Andy Murray began well before succumbing to Djokovic in Sunday's final in Paris 

Djokovic also had the upper hand when it came to returning serve. The top seed attacked Murray’s second serve with particular venom, often forcing the Scot to play half-volleys from the baseline. If he did not hit winners off the return he would regularly take the point with his follow-up shot. Murray’s improved serve has been one of the features of his game this year, but he did not serve so well here.

Given that this has been one of the wettest and gloomiest French Opens in living memory, tournament organisers must have been relieved to see it finish on time. For days the weather forecasters had predicted thunderstorms around the time of the men’s final, but instead the skies were calm, even if there was no sign of the sun until the presentation ceremony at the end. Perhaps surprisingly, the majority of the crowd on Court Philippe Chatrier were behind Djokovic.

Murray could hardly have made a worse start, dropping his serve to love in the opening game, but broke back immediately. Two games later he broke again, taking advantage of some uncharacteristically loose play by a nervous-looking Djokovic, and went on to serve out for the set after 45 minutes.

He did so despite a lengthy interruption and prolonged booing from the crowd after the umpire, Damien Dumusois, ruled that a missed Djokovic return had not been affected by an erroneous call of “out” on a Murray serve.

At this stage the only other time Murray’s rhythm was threatened was when he became distracted by the presence of a French TV personality, Nelson Monfort, sitting next to his entourage. However, the Scot was repeatedly annoyed during the match by both the overhead “spidercam” camera and by spectators calling out as he served.

Everything changed at the start of the second set. In the opening game Murray forced a break point after turning stonewall defence into thrilling attack, upon which he punched the air in celebration. Djokovic, however, won the next point with a smash, held serve and went on to break in the next game. Murray went two break points down when he put an attempted drop shot into the net and double-faulted on the second of them.

Andy Murray lost his first French Open final and remains stuck on two Grand Slam victories 

The momentum had quickly swung in favour of Djokovic. Murray saved two break points two games later, but at 1-4 was broken again. The rally which took Djokovic to break point typified the match as the Serb raced into the net to pick up Murray’s drop shot and then hit a winner off it. A backhand winner down the line on the next point completed the job.
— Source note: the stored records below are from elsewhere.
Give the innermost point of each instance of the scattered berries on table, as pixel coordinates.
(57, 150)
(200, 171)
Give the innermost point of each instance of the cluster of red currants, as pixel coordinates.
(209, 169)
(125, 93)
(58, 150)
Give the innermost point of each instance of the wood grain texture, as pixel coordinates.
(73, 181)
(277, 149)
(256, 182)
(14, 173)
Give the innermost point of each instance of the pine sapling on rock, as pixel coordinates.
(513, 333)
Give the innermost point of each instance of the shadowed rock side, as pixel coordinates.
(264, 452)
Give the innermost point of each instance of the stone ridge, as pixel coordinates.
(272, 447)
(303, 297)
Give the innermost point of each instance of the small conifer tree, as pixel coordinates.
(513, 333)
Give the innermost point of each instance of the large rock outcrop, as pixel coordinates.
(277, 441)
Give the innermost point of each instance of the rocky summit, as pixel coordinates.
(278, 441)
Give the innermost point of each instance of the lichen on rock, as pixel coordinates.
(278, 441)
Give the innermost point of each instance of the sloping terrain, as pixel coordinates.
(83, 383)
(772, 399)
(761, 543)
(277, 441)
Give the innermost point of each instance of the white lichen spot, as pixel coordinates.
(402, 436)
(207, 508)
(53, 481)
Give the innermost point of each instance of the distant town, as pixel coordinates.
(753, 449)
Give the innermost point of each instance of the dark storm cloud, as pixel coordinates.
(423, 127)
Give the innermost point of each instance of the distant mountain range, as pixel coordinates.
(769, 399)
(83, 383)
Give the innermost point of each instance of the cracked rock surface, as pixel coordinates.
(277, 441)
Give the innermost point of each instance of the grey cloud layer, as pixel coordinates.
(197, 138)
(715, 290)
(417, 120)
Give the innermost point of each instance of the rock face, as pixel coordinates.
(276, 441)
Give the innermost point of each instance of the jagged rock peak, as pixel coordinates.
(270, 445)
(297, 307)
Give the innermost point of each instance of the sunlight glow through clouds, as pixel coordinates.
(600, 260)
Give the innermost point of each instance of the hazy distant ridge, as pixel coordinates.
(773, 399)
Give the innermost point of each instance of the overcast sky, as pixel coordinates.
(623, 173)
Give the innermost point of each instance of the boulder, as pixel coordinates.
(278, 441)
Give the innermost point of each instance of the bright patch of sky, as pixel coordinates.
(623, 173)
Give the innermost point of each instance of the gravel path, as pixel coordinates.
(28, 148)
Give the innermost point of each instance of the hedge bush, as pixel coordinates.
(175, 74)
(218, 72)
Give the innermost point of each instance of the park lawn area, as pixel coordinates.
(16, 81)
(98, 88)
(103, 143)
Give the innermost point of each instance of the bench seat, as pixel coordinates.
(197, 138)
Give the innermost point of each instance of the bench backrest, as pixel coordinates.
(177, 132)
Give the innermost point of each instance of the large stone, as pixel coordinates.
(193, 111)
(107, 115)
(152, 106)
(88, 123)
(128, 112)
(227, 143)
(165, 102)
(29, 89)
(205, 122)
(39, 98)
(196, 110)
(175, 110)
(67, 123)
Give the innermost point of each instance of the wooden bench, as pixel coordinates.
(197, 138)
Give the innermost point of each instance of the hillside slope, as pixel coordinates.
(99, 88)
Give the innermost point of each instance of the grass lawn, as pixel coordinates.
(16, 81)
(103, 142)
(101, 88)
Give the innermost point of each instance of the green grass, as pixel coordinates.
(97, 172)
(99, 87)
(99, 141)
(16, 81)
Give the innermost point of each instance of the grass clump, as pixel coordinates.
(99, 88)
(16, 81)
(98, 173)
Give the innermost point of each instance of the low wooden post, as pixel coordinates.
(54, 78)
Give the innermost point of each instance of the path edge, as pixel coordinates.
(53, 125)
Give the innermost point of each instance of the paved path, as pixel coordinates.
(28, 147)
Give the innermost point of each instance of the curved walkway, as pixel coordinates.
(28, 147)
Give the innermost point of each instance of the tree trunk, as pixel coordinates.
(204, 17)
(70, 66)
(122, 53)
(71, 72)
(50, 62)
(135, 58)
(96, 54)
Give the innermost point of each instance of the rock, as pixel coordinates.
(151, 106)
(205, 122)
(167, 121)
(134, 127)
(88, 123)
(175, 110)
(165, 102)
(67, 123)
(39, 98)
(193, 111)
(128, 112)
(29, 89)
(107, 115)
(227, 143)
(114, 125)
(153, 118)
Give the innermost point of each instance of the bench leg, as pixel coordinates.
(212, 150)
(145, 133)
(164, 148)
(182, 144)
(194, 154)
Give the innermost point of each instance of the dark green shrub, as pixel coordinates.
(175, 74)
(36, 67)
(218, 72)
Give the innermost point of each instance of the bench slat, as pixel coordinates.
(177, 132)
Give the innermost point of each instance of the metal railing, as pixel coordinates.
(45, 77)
Under pressure in almost every service game, Murray could have done without his mistake on break point in the third game of the third set, when he put what should have been an easy volley into the net. Djokovic again hit a winner after retrieving a drop shot to make his second break of the set in the fifth game. Murray, refusing to give in, forced four break points in the following game but could not convert any of them.

Djokovic broke once again in the opening game of the fourth set after hitting a succession of potent returns. Murray hung on grimly, but when he served at 2-4 he was broken again, this time to love. Nevertheless, the Scot can always be guaranteed to fight to the last. When Djokovic served for the match at 5-2 he dropped serve, Murray hitting a winning forehand cross-court pass on break point.

Murray held in the next game, after which Djokovic had a second chance to serve out for the match. At 40-15 he double-faulted on his first match point and then put a backhand wide on the second after being outrallied. Was the world No 1 about to crack on the brink of his defining moment? A drive volley winner at deuce and some excellent hitting on the third match point, which ended with Murray netting a backhand, provided the answer.

At the end Djokovic repeated the famous celebration here of Gustavo Kuerten – who was watching in the crowd – by drawing a big heart in the clay with his racket and then falling on his back in the middle of it. It was an appropriate ending to a memorable day.